Я уставилась на себя, в глаза вечнозеленого леса, навсегда застрявшего изумрудном оттенке. Моя кожа была бледной, как плоть призрака, который никогда не видел солнца. Мои щеки были слишком розовыми, живот сводило от спазмов. Блять, больно. Такое ощущение, будто…ну, будто меня пнули в живот. А так и было. Несколько часов назад.


Со стоном я включила воду и плеснула в уже чистое лицо, стараясь смыть жестокое чувство паники. «Последний раз, когда я видел его, он был снаружи школы и погнался за кем-то то». За кем погнался? Куда?


Если он где-то рядом со школой, Сара и ее отряд федералов выследят его.


Но я в этом сомневаюсь.


Потому что если бы Каллум был жив и здоров, то уже связался бы с нами. Это значит, что, где бы он ни был, ему нужна наша помощь.

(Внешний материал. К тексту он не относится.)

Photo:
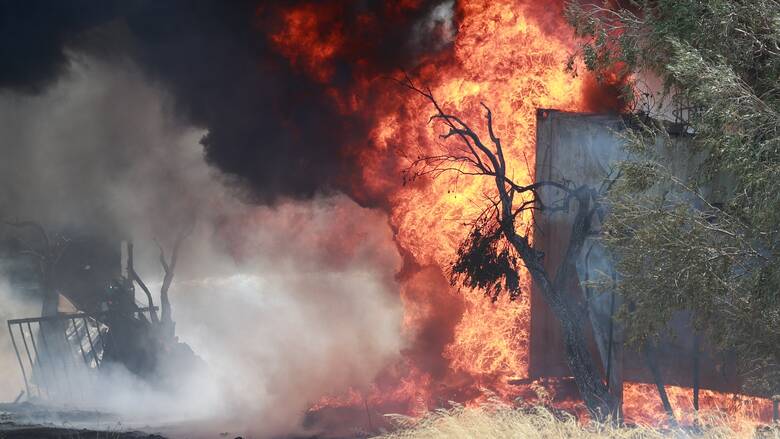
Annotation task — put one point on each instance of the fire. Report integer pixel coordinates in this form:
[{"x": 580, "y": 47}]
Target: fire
[
  {"x": 509, "y": 54},
  {"x": 502, "y": 56},
  {"x": 642, "y": 405}
]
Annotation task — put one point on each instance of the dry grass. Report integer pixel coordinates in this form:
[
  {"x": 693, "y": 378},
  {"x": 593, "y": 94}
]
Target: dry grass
[{"x": 501, "y": 421}]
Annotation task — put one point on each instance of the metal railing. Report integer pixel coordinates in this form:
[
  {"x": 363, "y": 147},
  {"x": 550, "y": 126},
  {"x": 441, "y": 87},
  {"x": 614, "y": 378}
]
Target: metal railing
[{"x": 53, "y": 361}]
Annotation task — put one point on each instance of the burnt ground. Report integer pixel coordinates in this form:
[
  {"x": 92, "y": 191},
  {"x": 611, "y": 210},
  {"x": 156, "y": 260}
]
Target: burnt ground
[{"x": 27, "y": 421}]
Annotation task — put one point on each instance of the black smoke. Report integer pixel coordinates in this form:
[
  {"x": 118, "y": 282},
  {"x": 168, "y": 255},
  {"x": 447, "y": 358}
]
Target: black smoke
[{"x": 271, "y": 127}]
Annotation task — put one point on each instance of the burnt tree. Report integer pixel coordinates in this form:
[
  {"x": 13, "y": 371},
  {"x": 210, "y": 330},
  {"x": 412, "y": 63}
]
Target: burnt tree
[{"x": 489, "y": 258}]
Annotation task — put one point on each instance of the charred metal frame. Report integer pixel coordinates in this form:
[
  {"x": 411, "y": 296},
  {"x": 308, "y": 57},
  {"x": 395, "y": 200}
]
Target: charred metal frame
[{"x": 77, "y": 330}]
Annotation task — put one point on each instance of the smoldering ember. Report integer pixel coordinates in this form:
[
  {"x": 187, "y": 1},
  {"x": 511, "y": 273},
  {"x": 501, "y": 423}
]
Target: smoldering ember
[{"x": 392, "y": 219}]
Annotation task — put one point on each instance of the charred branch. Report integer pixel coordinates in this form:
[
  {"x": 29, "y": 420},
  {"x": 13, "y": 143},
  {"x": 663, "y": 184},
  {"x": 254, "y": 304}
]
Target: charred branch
[{"x": 476, "y": 158}]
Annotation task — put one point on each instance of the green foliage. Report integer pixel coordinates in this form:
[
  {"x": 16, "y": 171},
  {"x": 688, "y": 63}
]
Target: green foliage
[
  {"x": 484, "y": 262},
  {"x": 708, "y": 243}
]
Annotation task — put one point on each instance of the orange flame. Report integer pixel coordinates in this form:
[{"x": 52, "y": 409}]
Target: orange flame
[{"x": 509, "y": 54}]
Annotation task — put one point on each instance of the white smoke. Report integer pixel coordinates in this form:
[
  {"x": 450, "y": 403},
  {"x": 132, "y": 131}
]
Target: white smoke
[{"x": 285, "y": 304}]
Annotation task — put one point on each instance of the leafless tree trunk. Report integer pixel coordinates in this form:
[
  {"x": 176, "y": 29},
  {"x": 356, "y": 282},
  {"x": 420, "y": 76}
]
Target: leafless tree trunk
[
  {"x": 169, "y": 267},
  {"x": 477, "y": 159}
]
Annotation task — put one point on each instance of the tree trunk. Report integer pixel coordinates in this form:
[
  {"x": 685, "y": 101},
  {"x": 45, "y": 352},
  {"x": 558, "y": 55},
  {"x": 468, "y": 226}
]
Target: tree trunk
[
  {"x": 659, "y": 382},
  {"x": 578, "y": 357},
  {"x": 593, "y": 391}
]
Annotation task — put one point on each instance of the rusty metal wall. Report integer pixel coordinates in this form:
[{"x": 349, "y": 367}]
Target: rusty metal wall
[{"x": 582, "y": 149}]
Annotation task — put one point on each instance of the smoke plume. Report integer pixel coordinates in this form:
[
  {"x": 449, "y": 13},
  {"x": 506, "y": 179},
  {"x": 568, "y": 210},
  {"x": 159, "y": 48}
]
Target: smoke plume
[{"x": 284, "y": 303}]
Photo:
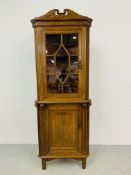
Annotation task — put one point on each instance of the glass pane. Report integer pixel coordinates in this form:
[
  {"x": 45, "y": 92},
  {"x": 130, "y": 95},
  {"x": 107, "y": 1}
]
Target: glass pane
[
  {"x": 62, "y": 63},
  {"x": 71, "y": 43},
  {"x": 51, "y": 49},
  {"x": 50, "y": 65},
  {"x": 53, "y": 39},
  {"x": 74, "y": 65},
  {"x": 53, "y": 84},
  {"x": 70, "y": 39}
]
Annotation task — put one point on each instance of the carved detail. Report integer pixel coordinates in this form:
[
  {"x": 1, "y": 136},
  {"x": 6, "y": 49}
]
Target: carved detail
[{"x": 67, "y": 14}]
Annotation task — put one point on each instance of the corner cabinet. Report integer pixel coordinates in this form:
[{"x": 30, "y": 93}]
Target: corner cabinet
[{"x": 62, "y": 68}]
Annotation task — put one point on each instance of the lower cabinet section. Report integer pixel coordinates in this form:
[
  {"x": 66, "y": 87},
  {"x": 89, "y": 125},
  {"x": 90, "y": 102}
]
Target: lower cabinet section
[{"x": 63, "y": 131}]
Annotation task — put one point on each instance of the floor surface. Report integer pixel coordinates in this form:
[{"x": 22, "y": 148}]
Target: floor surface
[{"x": 104, "y": 160}]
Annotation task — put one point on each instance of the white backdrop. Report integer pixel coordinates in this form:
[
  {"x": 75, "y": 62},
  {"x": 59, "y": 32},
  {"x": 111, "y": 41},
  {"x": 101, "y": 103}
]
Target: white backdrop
[{"x": 110, "y": 69}]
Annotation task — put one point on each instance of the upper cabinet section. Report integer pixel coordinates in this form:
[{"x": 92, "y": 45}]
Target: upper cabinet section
[
  {"x": 63, "y": 18},
  {"x": 62, "y": 63}
]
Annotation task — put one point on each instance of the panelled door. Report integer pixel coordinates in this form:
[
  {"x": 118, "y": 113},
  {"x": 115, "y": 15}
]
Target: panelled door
[{"x": 63, "y": 128}]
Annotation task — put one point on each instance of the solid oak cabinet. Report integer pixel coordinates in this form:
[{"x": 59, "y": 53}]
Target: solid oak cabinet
[{"x": 62, "y": 68}]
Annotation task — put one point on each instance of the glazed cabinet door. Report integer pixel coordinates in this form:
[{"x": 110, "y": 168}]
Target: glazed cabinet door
[
  {"x": 61, "y": 63},
  {"x": 63, "y": 129}
]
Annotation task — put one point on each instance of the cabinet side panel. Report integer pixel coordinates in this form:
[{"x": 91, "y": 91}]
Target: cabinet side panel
[{"x": 39, "y": 63}]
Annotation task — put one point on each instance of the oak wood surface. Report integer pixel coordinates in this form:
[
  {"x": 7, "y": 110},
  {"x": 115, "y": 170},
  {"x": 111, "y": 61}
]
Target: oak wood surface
[{"x": 63, "y": 118}]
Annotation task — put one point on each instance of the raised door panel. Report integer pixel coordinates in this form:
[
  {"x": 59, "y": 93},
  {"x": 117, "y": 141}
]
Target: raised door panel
[{"x": 63, "y": 129}]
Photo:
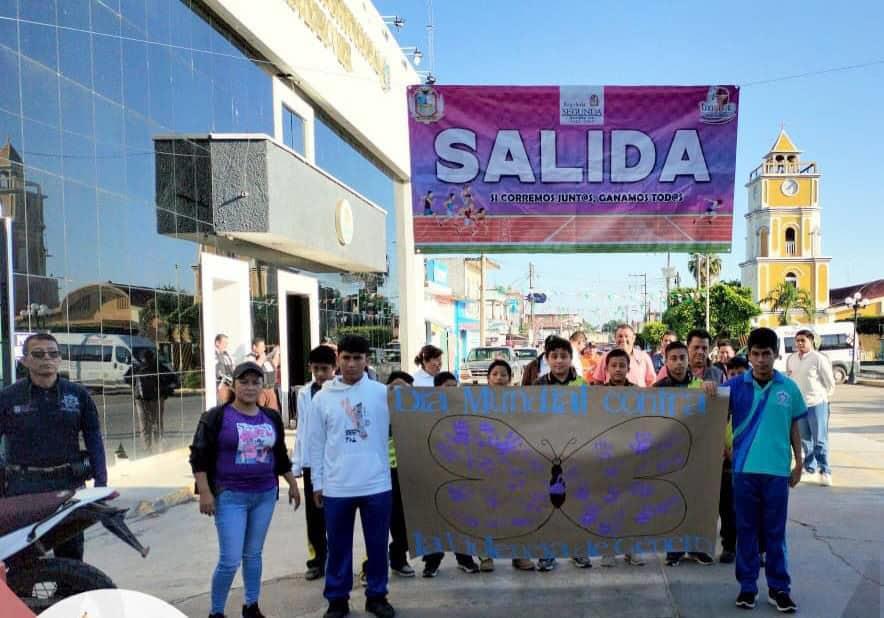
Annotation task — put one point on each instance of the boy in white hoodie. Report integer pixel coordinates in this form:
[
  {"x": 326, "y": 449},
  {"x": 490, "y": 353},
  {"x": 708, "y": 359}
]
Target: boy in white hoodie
[{"x": 349, "y": 429}]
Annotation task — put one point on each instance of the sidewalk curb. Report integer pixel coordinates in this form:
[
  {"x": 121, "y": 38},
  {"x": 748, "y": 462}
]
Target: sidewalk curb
[{"x": 148, "y": 508}]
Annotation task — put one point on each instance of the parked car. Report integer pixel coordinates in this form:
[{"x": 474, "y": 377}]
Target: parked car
[{"x": 475, "y": 369}]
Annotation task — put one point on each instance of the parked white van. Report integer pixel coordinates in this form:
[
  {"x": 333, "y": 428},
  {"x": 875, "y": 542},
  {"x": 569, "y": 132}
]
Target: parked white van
[
  {"x": 97, "y": 360},
  {"x": 835, "y": 340}
]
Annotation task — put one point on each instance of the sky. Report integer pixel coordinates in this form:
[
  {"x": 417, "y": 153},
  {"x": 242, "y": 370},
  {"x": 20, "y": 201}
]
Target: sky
[{"x": 833, "y": 117}]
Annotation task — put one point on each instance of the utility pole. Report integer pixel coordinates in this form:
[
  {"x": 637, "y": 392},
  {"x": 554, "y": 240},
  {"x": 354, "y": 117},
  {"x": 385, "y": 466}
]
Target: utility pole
[
  {"x": 646, "y": 308},
  {"x": 482, "y": 300},
  {"x": 531, "y": 294}
]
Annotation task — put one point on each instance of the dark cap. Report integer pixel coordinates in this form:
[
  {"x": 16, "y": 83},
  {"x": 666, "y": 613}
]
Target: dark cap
[{"x": 247, "y": 367}]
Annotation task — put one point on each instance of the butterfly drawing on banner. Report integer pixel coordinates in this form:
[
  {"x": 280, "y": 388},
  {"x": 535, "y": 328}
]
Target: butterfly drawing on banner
[{"x": 611, "y": 485}]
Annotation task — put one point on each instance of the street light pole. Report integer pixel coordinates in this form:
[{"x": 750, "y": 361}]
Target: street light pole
[{"x": 855, "y": 302}]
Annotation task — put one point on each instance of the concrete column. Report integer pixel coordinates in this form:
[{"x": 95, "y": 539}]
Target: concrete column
[{"x": 411, "y": 288}]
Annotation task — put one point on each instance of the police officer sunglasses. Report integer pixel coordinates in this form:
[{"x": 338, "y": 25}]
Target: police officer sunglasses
[{"x": 45, "y": 353}]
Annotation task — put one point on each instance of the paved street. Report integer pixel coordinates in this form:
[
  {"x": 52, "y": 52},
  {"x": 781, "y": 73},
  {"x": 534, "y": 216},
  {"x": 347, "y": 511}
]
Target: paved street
[{"x": 835, "y": 543}]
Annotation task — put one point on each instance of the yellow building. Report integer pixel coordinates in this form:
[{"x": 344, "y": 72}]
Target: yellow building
[{"x": 783, "y": 231}]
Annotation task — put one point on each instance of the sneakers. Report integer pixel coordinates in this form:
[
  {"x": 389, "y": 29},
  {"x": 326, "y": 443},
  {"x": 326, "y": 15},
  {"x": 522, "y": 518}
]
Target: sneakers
[
  {"x": 468, "y": 566},
  {"x": 701, "y": 558},
  {"x": 523, "y": 564},
  {"x": 252, "y": 611},
  {"x": 404, "y": 570},
  {"x": 379, "y": 607},
  {"x": 746, "y": 600},
  {"x": 782, "y": 601},
  {"x": 633, "y": 560},
  {"x": 314, "y": 573},
  {"x": 337, "y": 609},
  {"x": 545, "y": 565}
]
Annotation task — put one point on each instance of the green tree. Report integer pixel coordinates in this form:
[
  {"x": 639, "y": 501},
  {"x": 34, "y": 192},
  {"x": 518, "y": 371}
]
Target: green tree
[
  {"x": 697, "y": 266},
  {"x": 731, "y": 309},
  {"x": 653, "y": 333},
  {"x": 786, "y": 298}
]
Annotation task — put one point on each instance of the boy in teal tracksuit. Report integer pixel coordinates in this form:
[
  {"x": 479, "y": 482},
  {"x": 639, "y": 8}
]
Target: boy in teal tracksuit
[{"x": 766, "y": 406}]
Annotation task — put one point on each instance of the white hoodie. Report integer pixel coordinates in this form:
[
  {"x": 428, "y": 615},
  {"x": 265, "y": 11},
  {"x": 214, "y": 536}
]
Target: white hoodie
[{"x": 349, "y": 431}]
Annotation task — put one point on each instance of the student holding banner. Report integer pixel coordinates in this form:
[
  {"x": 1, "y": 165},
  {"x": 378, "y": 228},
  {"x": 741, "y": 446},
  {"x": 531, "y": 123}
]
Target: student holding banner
[
  {"x": 679, "y": 375},
  {"x": 766, "y": 407},
  {"x": 432, "y": 562}
]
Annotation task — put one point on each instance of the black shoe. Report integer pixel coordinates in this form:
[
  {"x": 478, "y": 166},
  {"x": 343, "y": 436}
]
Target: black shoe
[
  {"x": 379, "y": 607},
  {"x": 782, "y": 601},
  {"x": 701, "y": 558},
  {"x": 746, "y": 600},
  {"x": 337, "y": 609},
  {"x": 252, "y": 611},
  {"x": 468, "y": 566},
  {"x": 314, "y": 573}
]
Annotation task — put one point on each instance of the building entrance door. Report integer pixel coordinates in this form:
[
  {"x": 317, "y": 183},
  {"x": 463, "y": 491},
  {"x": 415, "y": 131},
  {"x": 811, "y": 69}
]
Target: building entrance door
[
  {"x": 225, "y": 294},
  {"x": 298, "y": 333}
]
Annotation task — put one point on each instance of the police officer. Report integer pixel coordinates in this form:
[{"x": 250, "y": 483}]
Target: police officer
[{"x": 41, "y": 419}]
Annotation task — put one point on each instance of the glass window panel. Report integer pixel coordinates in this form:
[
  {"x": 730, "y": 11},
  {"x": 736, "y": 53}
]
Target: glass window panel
[
  {"x": 135, "y": 86},
  {"x": 108, "y": 74},
  {"x": 10, "y": 130},
  {"x": 75, "y": 55},
  {"x": 38, "y": 10},
  {"x": 135, "y": 13},
  {"x": 109, "y": 121},
  {"x": 74, "y": 14},
  {"x": 160, "y": 76},
  {"x": 76, "y": 108},
  {"x": 158, "y": 28},
  {"x": 9, "y": 33},
  {"x": 79, "y": 158},
  {"x": 9, "y": 99},
  {"x": 110, "y": 167},
  {"x": 9, "y": 8},
  {"x": 42, "y": 146},
  {"x": 40, "y": 43},
  {"x": 81, "y": 233},
  {"x": 116, "y": 248},
  {"x": 105, "y": 20},
  {"x": 39, "y": 87}
]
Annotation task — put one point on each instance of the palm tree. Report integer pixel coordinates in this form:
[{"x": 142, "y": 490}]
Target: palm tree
[
  {"x": 786, "y": 297},
  {"x": 697, "y": 266}
]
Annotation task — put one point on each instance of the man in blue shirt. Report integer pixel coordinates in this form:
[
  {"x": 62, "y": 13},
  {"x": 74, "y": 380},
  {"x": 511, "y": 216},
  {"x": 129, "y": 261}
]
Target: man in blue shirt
[
  {"x": 41, "y": 419},
  {"x": 766, "y": 406}
]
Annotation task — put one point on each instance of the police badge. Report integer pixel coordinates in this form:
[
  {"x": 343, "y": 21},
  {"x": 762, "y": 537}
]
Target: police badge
[{"x": 426, "y": 104}]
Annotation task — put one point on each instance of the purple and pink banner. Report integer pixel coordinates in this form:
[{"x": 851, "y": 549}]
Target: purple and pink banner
[{"x": 573, "y": 168}]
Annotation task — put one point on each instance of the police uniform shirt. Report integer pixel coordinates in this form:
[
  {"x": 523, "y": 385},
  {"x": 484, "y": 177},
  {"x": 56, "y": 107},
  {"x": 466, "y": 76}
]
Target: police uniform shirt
[{"x": 41, "y": 427}]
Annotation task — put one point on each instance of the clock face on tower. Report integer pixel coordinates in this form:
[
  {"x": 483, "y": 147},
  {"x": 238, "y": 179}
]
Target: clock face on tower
[{"x": 789, "y": 187}]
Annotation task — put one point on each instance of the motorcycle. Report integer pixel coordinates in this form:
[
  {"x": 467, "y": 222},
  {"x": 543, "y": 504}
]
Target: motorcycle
[{"x": 32, "y": 525}]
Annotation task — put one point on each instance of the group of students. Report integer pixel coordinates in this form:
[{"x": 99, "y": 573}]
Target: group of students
[{"x": 346, "y": 455}]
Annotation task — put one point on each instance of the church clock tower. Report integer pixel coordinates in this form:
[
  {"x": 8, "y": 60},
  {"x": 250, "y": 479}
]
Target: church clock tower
[{"x": 783, "y": 233}]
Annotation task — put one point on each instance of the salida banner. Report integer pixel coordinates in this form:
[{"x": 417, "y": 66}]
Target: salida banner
[
  {"x": 546, "y": 471},
  {"x": 572, "y": 168}
]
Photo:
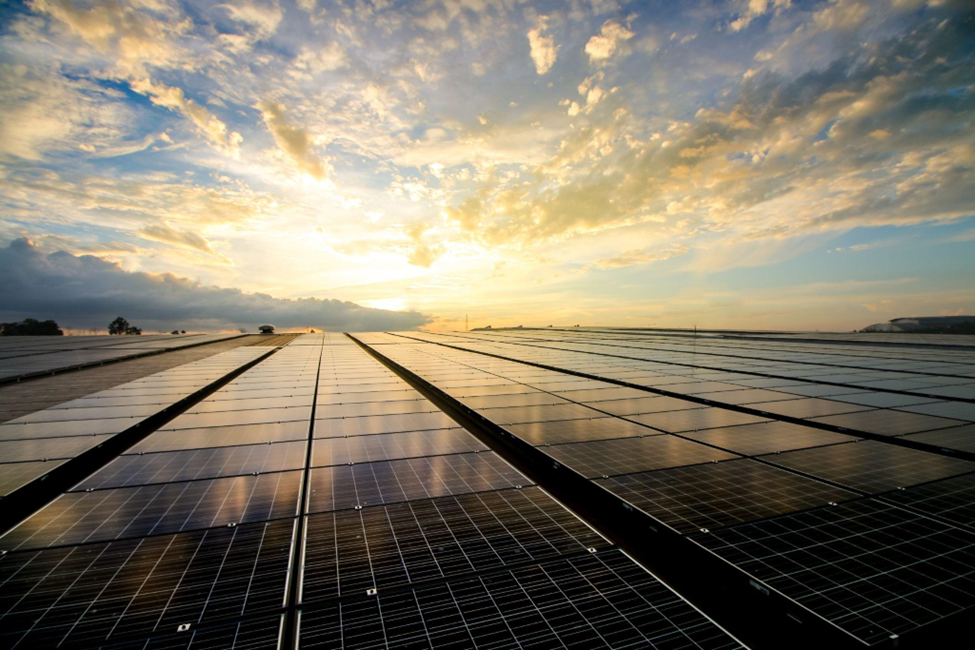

Я почистила себя, вставила менструальную чашу — такую, которую можно оставить, пока трахаешься — а затем направилась обратно в коридор. Я замерла от звука открывающейся входной двери и обнаружила, что застыла на верхних ступенях, ожидая. Затаив дыхание. Ну же, давай.


— Дорогая, я дома, — сказал Хаэль, входя в дом и закрывая дверь ботинком.


Он прислонился плечом к шкафу, медленно проведя ладонью по лицу, пока я, перепрыгивая через ступени, оказывалась перед ним — близко, слишком близко, с прерывистым дыханием и колотящимся сердцем.


Мои пальцы зудели от желания коснуться его, но я ждала, осматривая его взъерошенные рыжие волосы, толстовку-оверсайз и свободные треники. Он тоже сменил одежду, которую надел эти утром в школу.


Хаэль улыбнулся мне, но это определенно была усталая улыбка. Нам бы всем не помешало бы, блять, поспать. Черт, мы заслужили считать овец, покурить немного травки и вырубиться как убитые. Но этого не случится, пока каждый член нашей семьи не будет в безопасности, а его местоположение известно.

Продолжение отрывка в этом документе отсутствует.